- Born: 20 December 1964 (age 61) Burbank, California, U.S.
- Occupation: Special make-up effects creator
- Years active: 1977-present.
- Children: 3 (Kelsey, Travis, and Jake)

= Howard Berger =

American make-up artist (born 1964)

Howard Berger (born 20 December 1964) is a special make-up effects creator who is best known for his work on The Chronicles of Narnia films. He has over 200 films to his credit since 1977.

Berger is the co-founder of KNB EFX Group along with Robert Kurtzman and Greg Nicotero. The company specializes in prosthetic makeup, better known as special make-up effects, and has worked on over 400 film and television projects.

Berger also often works with Sam Raimi, whom he has been working with since 1986. Most recently they worked together on Oz the Great and Powerful.

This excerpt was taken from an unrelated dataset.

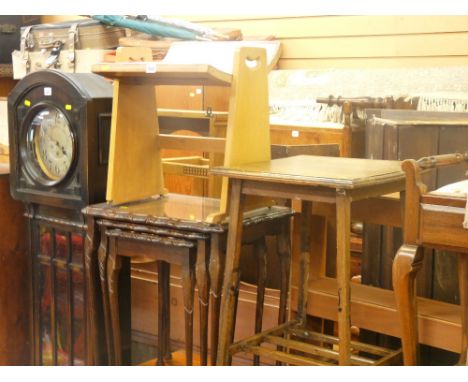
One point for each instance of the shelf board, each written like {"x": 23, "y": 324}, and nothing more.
{"x": 164, "y": 74}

He also has won an Emmy for the makeup in the TV show The Walking Dead.

==Oscar nominations==
Both of these are in Best Makeup

- 78th Academy Awards-The Chronicles of Narnia: The Lion, the Witch and the Wardrobe. Shared with Tami Lane. Won.
- 85th Academy Awards-Nominated for Hitchcock, nomination shared with Peter Montagna and Martin Samuel. Lost to Les Misérables.

==Personal life==

He has 3 children, named Kelsey, Travis, and Jake.